Even with snapshots being ahead by a nose, there are still advantages in having a distinct backup/DR tool. This brings us to the latest evolution of data backup technologies. With backup today viewed as a possibly virtualized service, the reverse thought process is that backed-up data is a viable resource for analytical tasks and such, aimed at mining residual value from the content. After all, as we migrate to solid-state storage products, the available storage bandwidth far exceeds the needs for actually doing the backup and snapshot itself. This leaves plenty of bandwidth for value-added mining of data.
Copy data management is key to reducing the amount of storage space.
A couple of data backup technologies offer some internal analytical capabilities already. With copy data management (CDM), the aim is to mine residual value from the backup data. These tools are typically aimed at the storage pool and its optimization, with features like global deduplication, but importantly, they present the storage to the outside world without compromising backup integrity.
What do vendors have to offer?
CDM approaches make the backup data accessible to big data tools, for example, so that the data is no longer cold. Veritas has ambitious plans to add data visualization and machine learning (from Google) to NetBackup. Dell aims to automate storage administrator tasks as the industry has fewer personnel in those roles. These two major players, together with Commvault and IBM, all offer products for cloud and multi-cloud migration, while Veeam is linking up with Oracle and others on applying big data, AI and machine learning techniques to their data backups. CDM backups also have a place in DevOps, where a stagnant pool of real data can be a safe way to test new codes and processes. Remember, though, not to overwrite the backups or add data to them.
Other smaller players are pushing into the data management space with secondary storage technologies. There's CDM pioneer Actifio, with a current-generation code base and the agility to keep up with innovations in software outside backup. Rubrik has a different tack, with an metadata tagging system that can add a great deal of efficiency to a multi-cloud environment, including CDM. The agility of Veeam and Actifio will become important as the major cloud service providers -- Microsoft, Google and AWS -- all migrate or partner across from the public to the private cloud space.

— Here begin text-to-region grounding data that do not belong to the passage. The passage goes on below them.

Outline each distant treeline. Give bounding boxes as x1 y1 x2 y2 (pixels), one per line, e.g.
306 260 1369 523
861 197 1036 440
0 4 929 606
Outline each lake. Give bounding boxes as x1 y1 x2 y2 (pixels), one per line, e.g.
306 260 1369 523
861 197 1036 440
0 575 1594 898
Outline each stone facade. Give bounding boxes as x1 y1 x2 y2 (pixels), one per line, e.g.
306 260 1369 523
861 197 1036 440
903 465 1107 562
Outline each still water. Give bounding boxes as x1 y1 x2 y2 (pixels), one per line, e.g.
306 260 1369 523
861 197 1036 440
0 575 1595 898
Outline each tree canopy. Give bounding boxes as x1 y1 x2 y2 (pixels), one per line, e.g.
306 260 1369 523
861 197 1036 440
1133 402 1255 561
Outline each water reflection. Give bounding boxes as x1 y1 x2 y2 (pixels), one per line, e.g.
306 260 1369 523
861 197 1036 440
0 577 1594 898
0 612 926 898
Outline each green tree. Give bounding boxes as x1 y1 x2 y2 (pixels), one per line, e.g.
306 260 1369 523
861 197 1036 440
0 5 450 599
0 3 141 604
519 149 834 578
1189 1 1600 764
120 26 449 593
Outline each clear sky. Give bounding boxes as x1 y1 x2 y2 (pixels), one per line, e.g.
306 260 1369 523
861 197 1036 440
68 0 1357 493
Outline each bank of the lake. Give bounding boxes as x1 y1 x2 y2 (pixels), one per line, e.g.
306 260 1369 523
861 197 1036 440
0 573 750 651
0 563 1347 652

As we move through 2018 and 2019, we will see secondary storage evolve into SSDs. For storage overall, this tends to blur the primary and secondary storage boundary, especially when very large drives come not only with a low price per terabyte but have nonvolatile express (NVMe) interfaces and high performance. The debate now becomes local versus cloud, and the merging of DR with backup and snapshotting suggests a hybrid or all-cloud platform for the cluster's persistent storage pool. Extending NVMe over Ethernet interfaces for storage across the WAN and into the public clouds will be standard practice to increase performance substantially.
For the systems administrator, the task is to unify data backup technologies, DR, snapshots and data mining into a cohesive mainstream strategy. None of this can work in a vacuum, however, since the key to low RTOs is to be able to create replacement instances in a cloud when an outage occurs and to perform data recovery of corrupted objects quickly, if not automatically. The tools still have some evolution ahead, but there are plenty now available to begin the journey.